I finally have started my winter vacation to use up the vacation time I cannot carry over into the new year. It is very rainy in Dallas today, so I headed off to the library to do a bit of unusual research regarding a little known cemetery in my community that I recently became aware of.
I’ve been visiting cemeteries since I was a young boy and was always fascinated by them. My mind spins with wonder about the people and their lives, death’s, hopes and dreams. Having lived in this area for virtually all my life, I thought I knew every cemetery around. So, I was surprised to find a new one to visit. This quiet little plot of land is hidden from almost every angle by warehouses and businesses.
As a Genealogist, I make frequent use of http://www.findagrave.com to obtain pictures of graves of my ancestors that I am not able to visit in person. I use it so often that I decided to give back to the community by becoming a photo volunteer myself. I received a photo request for a marker in the Dallas City Cemetery, also known as the Pauper’s Cemetery.
I took a friend (Chad) with me, not knowing what I would find. We arrived at the street address to find a small metal sign marking the entrance to a long gravel path. At the end of the path was an unlocked chain link gate. Entering the cemetery we saw no markers and surmised that there were none. We walked around a bit and I noticed a small line of white rocks that appeared to have a rhythm in how they were spaced.
Using our hands we pulled some soil back to find a small 4×5″ concrete marker with a 2×3″ metal plate attached to it with screws. From there we started to find grave after grave that was either submerged or too low to be seen at a distance.
Realizing that our hands were no match for the thick Soil (nicknamed Gumbo) we went back for supplies, a bottle of Windex, paper towels and a small garden spade. What we found was both exciting and horrifying.
State of the Cemetery
Many graves were missing name plates and we found others just floating randomly in the cemetery just waiting for next week’s lawn maintenance to move to a new resting place. Crumbing concrete markers, damage from lawn mowers and at least 40 years of neglect were the name of the game. Section and Row markers were not present, so there was no way to find someone if you wanted. 9 relatives of the people in this cemetery were waiting on pictures of headstones of their loved ones, but with the state of the cemetery it was impossible to fulfill their requests.
Over the next few days I did some research online and found that the property still belongs to the City of Dallas. A fellow researcher had done an inventory in 2007, but it lacked the essential information on how to find a specific grave.

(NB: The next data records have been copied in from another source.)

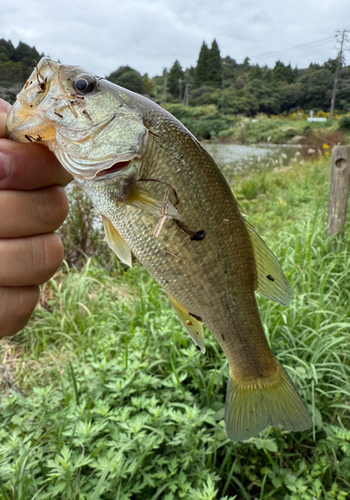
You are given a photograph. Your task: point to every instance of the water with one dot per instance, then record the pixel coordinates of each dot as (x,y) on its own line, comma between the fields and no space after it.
(235,160)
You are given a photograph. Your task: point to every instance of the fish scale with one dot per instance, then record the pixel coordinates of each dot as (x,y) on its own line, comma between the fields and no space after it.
(124,138)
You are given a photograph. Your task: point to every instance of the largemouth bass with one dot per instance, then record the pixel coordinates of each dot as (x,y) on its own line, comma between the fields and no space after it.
(163,199)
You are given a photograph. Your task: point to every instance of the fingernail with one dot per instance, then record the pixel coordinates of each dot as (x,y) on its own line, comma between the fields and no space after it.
(4,166)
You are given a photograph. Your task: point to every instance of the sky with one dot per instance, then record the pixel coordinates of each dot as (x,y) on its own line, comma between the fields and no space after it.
(149,35)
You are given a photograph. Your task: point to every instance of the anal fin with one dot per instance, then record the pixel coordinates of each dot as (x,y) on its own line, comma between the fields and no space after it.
(193,326)
(117,243)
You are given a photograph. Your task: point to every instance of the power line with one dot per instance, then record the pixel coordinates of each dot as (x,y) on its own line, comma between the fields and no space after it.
(339,61)
(296,47)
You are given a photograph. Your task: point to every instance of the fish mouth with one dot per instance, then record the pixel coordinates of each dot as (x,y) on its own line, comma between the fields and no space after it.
(114,169)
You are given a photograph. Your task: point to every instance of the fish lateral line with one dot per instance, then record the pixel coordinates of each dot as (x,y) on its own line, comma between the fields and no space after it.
(195,235)
(195,316)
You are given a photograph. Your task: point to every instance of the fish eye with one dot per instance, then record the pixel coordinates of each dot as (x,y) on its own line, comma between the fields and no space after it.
(84,84)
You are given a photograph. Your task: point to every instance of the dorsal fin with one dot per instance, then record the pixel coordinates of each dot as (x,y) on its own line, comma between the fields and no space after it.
(272,283)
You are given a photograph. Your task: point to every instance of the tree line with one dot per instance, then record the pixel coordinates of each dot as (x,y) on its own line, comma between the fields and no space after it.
(233,87)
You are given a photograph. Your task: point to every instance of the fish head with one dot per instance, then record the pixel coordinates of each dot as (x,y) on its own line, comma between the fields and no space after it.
(90,124)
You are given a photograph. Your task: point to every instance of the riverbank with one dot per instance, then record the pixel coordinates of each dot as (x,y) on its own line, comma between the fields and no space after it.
(206,122)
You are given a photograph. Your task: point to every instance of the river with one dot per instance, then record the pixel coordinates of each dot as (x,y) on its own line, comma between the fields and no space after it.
(235,160)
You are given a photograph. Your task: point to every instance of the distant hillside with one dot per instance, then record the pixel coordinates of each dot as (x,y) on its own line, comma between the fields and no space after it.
(16,64)
(233,88)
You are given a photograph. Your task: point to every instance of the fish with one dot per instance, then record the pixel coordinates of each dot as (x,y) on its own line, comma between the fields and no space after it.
(164,201)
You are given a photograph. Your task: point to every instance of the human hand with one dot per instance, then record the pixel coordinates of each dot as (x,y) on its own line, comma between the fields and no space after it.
(33,204)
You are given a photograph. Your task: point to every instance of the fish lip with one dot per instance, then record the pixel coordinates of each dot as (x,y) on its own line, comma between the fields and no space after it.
(113,170)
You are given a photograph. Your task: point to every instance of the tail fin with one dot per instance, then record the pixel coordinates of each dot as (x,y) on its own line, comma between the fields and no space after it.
(250,408)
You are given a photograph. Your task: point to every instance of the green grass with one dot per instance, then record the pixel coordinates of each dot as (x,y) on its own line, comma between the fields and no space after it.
(120,404)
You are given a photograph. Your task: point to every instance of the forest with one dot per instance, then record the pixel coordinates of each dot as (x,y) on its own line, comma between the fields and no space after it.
(233,88)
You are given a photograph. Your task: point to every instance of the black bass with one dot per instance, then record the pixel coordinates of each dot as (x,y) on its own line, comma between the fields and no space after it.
(164,200)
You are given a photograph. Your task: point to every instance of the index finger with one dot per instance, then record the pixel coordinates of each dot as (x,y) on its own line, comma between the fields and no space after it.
(28,166)
(4,111)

So, off to the Dallas Public Library I went. They are in possession of the Master Book of records for the cemetery and actually have a few of the Name Plates of burials for the cemetery in them. With their permission I have photographed the records to digitize them. I will be providing them here in the coming days as I get them in order. No one should ever wonder how to find their loved ones. This list is an integral part of the restoration effort. Without it the graves would have been completely lost already and identifying the remains would be virtually impossible.
That day in the cemetery Chad and I vowed to find a way to improve the situation of this cemetery. From our inspection of a small section of the cemetery we believe there may be as many as 600 graves that are actively being lost with every passing week.
We need to act swiftly and decisively to unearth and clean the remaining stones, collect the loose plates, discover ones hidden just beneath the surface and restore them to their proper location with a new marker that will stand the test of time.
So, today we found the Gone But Not Forgotten Dallas whose mission is to rescue this cemetery from complete ruin. There are certainly other cemeteries in this town that are more historic and in more desirable neighborhoods, but how we treat the poorest of our society speaks volumes. The urgent need for action on this cemetery makes it top our list of endangered places. The project will operate under the 501(c)3 owned by the Babb Family Association (Yes there is a John T. Babb somewhere in the Cemetery).
Need a Small Army
Right now, we are looking to recruit a small army of people who are interested in seeing us do the right things. There are somewhere around 2000 graves in this cemetery that need varying levels of care. Many will only need a little cleaning and soil removal, others will need to be replaced or repaired.
Phase 1 of our plan is to clean and assess the graves in need of further repair. This is a big task, which is why we need that small army. Many hands make for light work. If you are capable of kneeling and using a paper towel you can help.
Phase 2 will consist of raising funds needed to purchase new markers. In this case the Army will be online pushing to expand the group of people interested in assisting with this project by donating goods/funds towards the effort.
Phase 3 will bring the army back together for the placement of the new stones. The work will be a little harder this time due to the quantity & weight of the stones, so strong backs are encouraged. If you can’t assist yourself, get your kids or grandkids to come and assist with you.